Joel Page/The Washington Post - Calvert Investment employees who walk to work are rewarded with $120 vouchers toward a pair of walking shoes.
C ompany: Calvert Investments.
L ocation: Bethesda.
Number of employees: About 200.
It takes Kate Eldred exactly 17 minutes to walk the three-quarters of a mile from her house to work.
“I’m not the speediest turtle on the block,” said Eldred, a Web manager at Calvert Investments in Bethesda. “But oh, I love it. Walking to work is everything that you think it would be.”
The Bethesda-based company, which manages mutual funds and other investments, rewards employees who walk to work by giving them $120 toward a pair of shoes every year.
“We started out by just paying for Metro rides,” said Lauren Lefkowitz, a human resources consultant at Calvert. “But then folks started saying, ‘Hey, what about all of us who use other forms of non-car transportation?’”

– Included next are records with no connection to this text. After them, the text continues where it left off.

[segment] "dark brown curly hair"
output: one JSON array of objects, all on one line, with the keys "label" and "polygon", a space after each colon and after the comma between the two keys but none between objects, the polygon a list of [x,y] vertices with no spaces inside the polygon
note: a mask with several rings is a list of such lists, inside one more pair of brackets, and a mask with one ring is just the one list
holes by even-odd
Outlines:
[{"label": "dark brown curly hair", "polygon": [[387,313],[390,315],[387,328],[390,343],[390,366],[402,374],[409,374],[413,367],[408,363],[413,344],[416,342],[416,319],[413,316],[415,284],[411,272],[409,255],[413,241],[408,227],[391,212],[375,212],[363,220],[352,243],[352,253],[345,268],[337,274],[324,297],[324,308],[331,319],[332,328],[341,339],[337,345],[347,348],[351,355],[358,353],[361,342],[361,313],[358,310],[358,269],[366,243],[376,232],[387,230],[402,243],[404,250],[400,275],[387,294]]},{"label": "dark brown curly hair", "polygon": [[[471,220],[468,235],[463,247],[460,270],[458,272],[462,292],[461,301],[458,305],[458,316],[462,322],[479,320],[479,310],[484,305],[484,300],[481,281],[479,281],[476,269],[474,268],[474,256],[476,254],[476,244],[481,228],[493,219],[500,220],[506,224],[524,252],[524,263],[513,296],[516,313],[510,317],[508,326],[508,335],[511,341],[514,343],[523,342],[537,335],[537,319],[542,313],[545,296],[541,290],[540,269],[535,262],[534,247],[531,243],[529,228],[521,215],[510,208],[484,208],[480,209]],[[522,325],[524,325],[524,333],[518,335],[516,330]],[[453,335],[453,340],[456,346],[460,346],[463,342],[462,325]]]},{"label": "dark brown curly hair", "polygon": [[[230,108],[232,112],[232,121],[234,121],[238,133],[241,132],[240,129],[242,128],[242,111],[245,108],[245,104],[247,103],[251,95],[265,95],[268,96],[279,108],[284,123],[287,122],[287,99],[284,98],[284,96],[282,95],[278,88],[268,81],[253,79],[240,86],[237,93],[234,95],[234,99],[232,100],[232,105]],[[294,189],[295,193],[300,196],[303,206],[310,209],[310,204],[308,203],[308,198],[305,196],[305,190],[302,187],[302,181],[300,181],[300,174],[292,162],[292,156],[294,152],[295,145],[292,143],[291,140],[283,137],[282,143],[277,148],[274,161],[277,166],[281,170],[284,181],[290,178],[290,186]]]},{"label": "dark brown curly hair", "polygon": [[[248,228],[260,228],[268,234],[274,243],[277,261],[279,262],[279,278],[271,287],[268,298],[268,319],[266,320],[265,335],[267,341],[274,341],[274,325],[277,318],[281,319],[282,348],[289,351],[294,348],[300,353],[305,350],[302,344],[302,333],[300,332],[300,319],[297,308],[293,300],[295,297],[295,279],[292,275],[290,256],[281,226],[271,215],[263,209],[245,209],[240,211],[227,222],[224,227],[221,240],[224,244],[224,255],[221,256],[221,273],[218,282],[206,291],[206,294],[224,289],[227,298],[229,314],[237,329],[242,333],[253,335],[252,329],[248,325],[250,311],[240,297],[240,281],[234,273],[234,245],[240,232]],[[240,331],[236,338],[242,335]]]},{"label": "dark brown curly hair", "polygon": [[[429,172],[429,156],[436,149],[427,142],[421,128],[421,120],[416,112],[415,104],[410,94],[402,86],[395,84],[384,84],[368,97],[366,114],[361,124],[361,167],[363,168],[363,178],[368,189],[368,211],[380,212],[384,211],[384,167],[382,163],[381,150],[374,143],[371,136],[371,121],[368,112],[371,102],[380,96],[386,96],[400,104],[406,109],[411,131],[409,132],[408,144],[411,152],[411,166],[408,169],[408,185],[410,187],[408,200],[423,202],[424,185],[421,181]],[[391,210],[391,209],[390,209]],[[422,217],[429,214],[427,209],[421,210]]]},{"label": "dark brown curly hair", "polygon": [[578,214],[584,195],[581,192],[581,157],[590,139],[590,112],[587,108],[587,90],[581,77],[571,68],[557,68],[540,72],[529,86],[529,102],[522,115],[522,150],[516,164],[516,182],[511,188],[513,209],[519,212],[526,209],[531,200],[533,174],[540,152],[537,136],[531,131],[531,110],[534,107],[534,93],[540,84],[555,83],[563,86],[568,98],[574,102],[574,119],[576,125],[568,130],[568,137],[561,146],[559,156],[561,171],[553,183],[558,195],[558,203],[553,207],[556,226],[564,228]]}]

Now employees who bike to work are awarded a one-time payment of $500 toward a bicycle, and those who use public transportation are reimbursed for their Metro and bus rides. About one-third of the company’s employees currently commute without a car, Lefkowitz said.
Eldred has been walking to work since she joined Calvert in 2007. Every January, she gets a voucher for new walking shoes. Last year, she got some lace-up boots. But usually she buys oxfords.
“I look like a geek walking into the office,” she said. “But you know, it’s part of the look — I carry a backpack, too.”
Her favorites — the ones she’ll likely replace this coming January — are what Eldred calls “nun’s shoes”: black, rubber-soled lace-up oxfords by Ecco.
Eldred won’t reveal how many pairs of shoes she owns. “Like most people, it’s a few too many,” she says, adding that she bought all of her walking shoes through Calvert’s program.
Last year, Eldred read all 1,488 pages of Vikram Seth’s “A Suitable Boy” during her walk to and from work.
“It feels very old-fashioned to walk to work,” she said. “It’s almost like you’re living in the 1950s, in a world where people don’t get in their car to go four blocks.”
“But,” she added, “truth be told, when it’s a hundred degrees outside or when it’s snowing, I get a ride.”